Wenn ich genug Geld habe, kann ich mir alles kaufen. So ist das im Kapitalismus. Aber die Stadt hat nicht genug Geld. Also müssen wir stattdessen in die Eigentumsverhältnisse eingreifen. In dem Zusammenhang ist interessant, wie die Initiative Deutsche Wohnen & Co enteignen gesellschaftlichen Rückhalt gewinnt und damit solche Experimente möglich macht, für die es nötig sein wird, den bekannten marktwirtschaftlichen Rahmen – sage ich mal – zu erweitern.
In diesem Jahr stehen in Berlin Wahlen an und es gibt einige Zeichen von Seiten der SPD, Rot-Rot-Grün nicht unbedingt weiterführen zu wollen. Sind die Errungenschaften der bisherigen Koalition in Gefahr?

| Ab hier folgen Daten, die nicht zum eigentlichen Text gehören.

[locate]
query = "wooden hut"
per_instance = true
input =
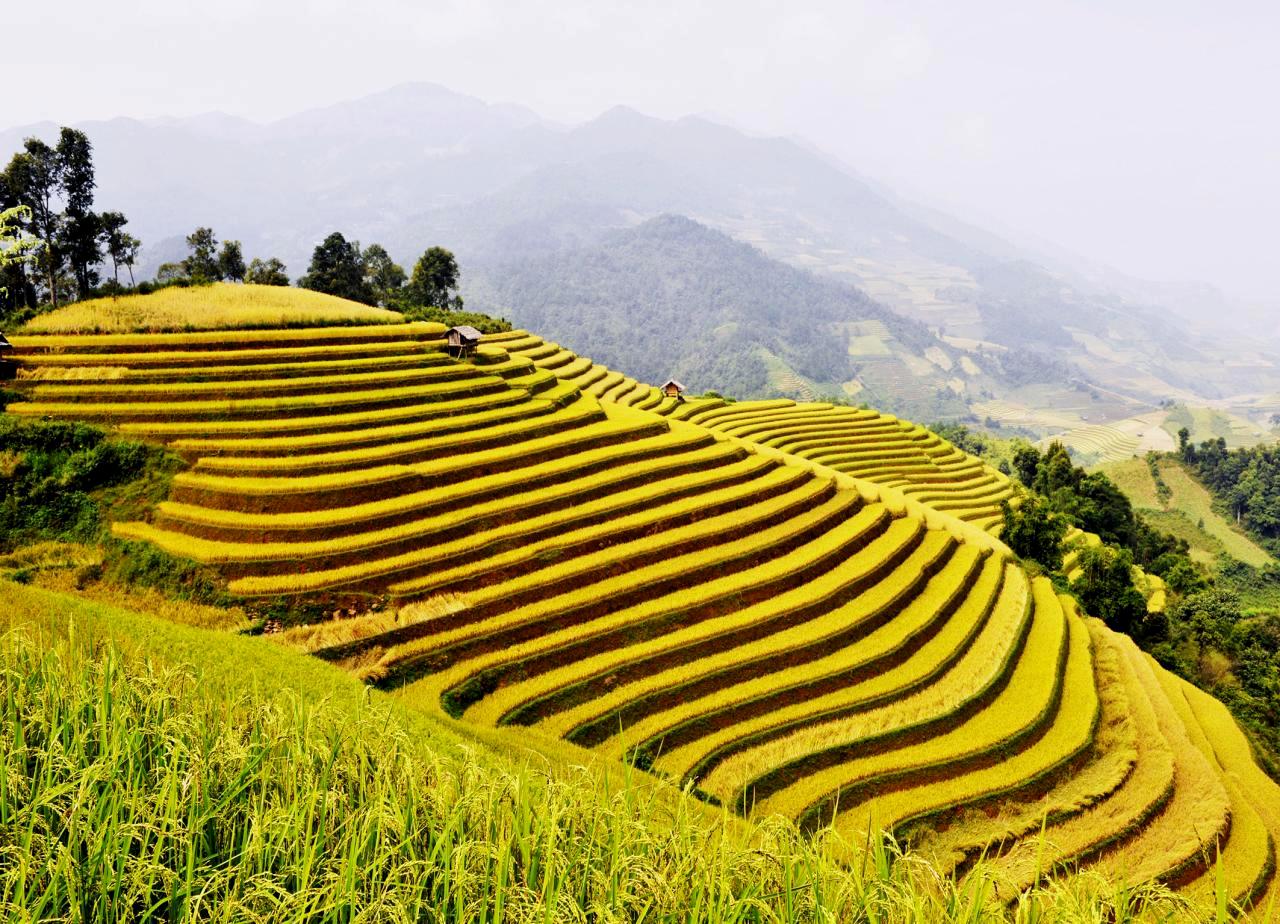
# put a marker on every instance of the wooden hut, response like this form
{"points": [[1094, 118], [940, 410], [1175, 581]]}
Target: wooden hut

Die Gefahr einer konservativen Rollback-Politik in Berlin sehe ich nicht. Was ich sehe, ist, dass die SPD sich, wenn sie weiterhin so beliebig argumentiert, ihr eigenes politisches Fundament abgräbt. Das ist aber nicht mein Problem, sondern das der SPD. Die rot-rot-grüne Koalition ist 2016 mit großen Ambitionen gestartet. Sie hat ein paar Schwierigkeiten, einige davon auch im Bereich der Stadtentwicklung, etwas mehr jedoch bei der Verkehrsentwicklung. Hier sind wir ein paar Antworten schuldig geblieben. Bis zur Wahl müssen wir glaubwürdig darstellen, dass wir den eingeschlagenen Weg konsequent weitergehen werden.

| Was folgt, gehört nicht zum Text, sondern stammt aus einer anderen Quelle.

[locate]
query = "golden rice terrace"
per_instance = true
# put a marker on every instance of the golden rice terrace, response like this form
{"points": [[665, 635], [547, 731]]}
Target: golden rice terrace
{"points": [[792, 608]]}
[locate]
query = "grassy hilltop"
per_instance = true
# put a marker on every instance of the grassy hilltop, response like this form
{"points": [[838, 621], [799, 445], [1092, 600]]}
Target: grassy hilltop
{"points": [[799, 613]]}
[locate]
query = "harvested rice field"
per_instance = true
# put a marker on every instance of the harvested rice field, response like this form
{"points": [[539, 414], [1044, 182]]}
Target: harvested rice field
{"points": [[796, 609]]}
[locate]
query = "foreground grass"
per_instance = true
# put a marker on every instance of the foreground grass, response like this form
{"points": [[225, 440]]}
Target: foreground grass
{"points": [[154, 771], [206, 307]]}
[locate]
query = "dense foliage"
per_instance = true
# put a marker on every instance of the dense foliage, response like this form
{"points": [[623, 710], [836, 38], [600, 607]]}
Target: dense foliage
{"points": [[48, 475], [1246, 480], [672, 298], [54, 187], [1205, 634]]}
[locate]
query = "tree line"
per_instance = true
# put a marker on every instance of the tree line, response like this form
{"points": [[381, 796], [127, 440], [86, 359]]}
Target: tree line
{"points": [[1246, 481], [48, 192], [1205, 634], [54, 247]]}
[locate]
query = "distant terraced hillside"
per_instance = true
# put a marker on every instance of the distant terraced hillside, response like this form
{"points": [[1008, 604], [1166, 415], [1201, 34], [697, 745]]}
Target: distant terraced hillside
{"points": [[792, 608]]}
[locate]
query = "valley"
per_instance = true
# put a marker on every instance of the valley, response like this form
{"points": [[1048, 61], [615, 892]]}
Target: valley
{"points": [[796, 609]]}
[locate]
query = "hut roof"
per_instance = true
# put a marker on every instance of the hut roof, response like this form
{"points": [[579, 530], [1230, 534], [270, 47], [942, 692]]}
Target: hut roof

Dazu muss man natürlich auch ein paar alte Zöpfe abschneiden. Ich nenne ein Beispiel aus der Berliner Innenstadt: die Mühlendammbrücke. Die sieht heute aus wie eine innerstädtische Autobahn und muss neu gebaut werden, weil sie technisch verschlissen ist. Wenn aber die neue Brücke dann auch eine innerstädtische Autobahnbrücke werden soll, dann wird es schwierig, glaubhaft zu machen, dass man an einer Verkehrswende interessiert ist. Man muss auch bei solchen Planungsprojekten sehr deutlich neue Akzente setzen. Ich sehe dafür gute Chancen, gar keine Frage – und ich sehe auch, dass die Unterstützung in der Stadt dafür sehr groß ist.
Katrin Lompscher ist in Ost-Berlin geboren und aufgewachsen. Sie ist Politikerin der Partei Die Linke und war die erste linke Senatorin für Stadtentwicklung und Wohnen in Berlin. Sie war maßgeblich an der Verabschiedung des Berliner Mietendeckels beteiligt.